A friend gave a copy of Camden and District to a local elderly woman suffering from dementia. The woman is a member of a prominent Camden family with connections to the colonial period. She grew up during the Interwar period on the family farm. One of the images from the time of her youth is of her family’s prize-winning cow at the Camden Show, for over 100 years one of the most important rural festivals in the local area. She recognised the cow and recalled winning the sash. My friend told me the woman holds onto the book in her waking hours as if were a most precious item. It brings back memories of a better time in her life that evoked hope and happiness.

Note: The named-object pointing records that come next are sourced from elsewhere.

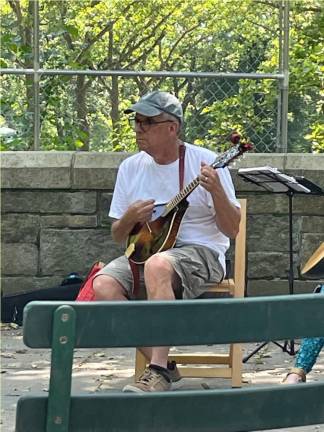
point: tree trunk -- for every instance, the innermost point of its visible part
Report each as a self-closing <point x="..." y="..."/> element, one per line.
<point x="81" y="108"/>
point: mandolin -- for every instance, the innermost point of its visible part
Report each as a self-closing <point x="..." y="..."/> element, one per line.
<point x="160" y="233"/>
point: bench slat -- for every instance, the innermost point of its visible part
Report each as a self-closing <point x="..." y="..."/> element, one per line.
<point x="229" y="410"/>
<point x="186" y="322"/>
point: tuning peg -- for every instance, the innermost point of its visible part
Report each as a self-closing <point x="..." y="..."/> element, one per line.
<point x="235" y="138"/>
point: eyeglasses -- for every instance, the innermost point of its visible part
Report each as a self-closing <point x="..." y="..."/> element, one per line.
<point x="144" y="125"/>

Other readers of Camden and District have welcomed its coverage of the local community’s contribution to the cultural region in the post-war period. Much of the history of Camden had hitherto concentrated on the colonial period and the Macarthur story. As important as this is in the Australian narrative of national building, it ignores the host of other stories that have swirled around it. The local story has many levels, many paths and many layers, including those of more recent decades.

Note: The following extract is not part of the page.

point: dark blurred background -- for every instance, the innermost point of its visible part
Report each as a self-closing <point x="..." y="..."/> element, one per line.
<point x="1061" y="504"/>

Feature image: part of the Whiteman family portrait.

4 thoughts on “Illuminating local history”

  1. Great post, Ian. As the author of three books in this Kingsclear series I want to add how interesting they are to research and write, and how Trove has transformed the process.

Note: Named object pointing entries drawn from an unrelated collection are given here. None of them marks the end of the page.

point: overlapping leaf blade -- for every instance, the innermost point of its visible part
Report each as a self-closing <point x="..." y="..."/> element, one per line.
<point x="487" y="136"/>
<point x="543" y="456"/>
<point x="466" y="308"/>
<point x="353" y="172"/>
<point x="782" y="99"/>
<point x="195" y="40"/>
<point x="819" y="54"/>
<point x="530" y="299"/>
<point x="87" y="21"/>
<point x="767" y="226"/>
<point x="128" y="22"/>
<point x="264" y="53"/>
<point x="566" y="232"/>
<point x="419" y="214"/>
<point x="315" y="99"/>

  2. As the writer of two in the Kingsclear series I second that. While not academic, these books have a great reach into the community and ensure that the author’s name becomes well known locally. This means you get many enquiries that need to be flicked to the local studies librarian but there are also advantages to being seen locally as someone with historical credibility.

  3. Interesting post, thanks Ian. I haven’t written any books in this series but I have certainly consulted them. As an art historian I really enjoy seeing how visual culture can enrich our understanding of history.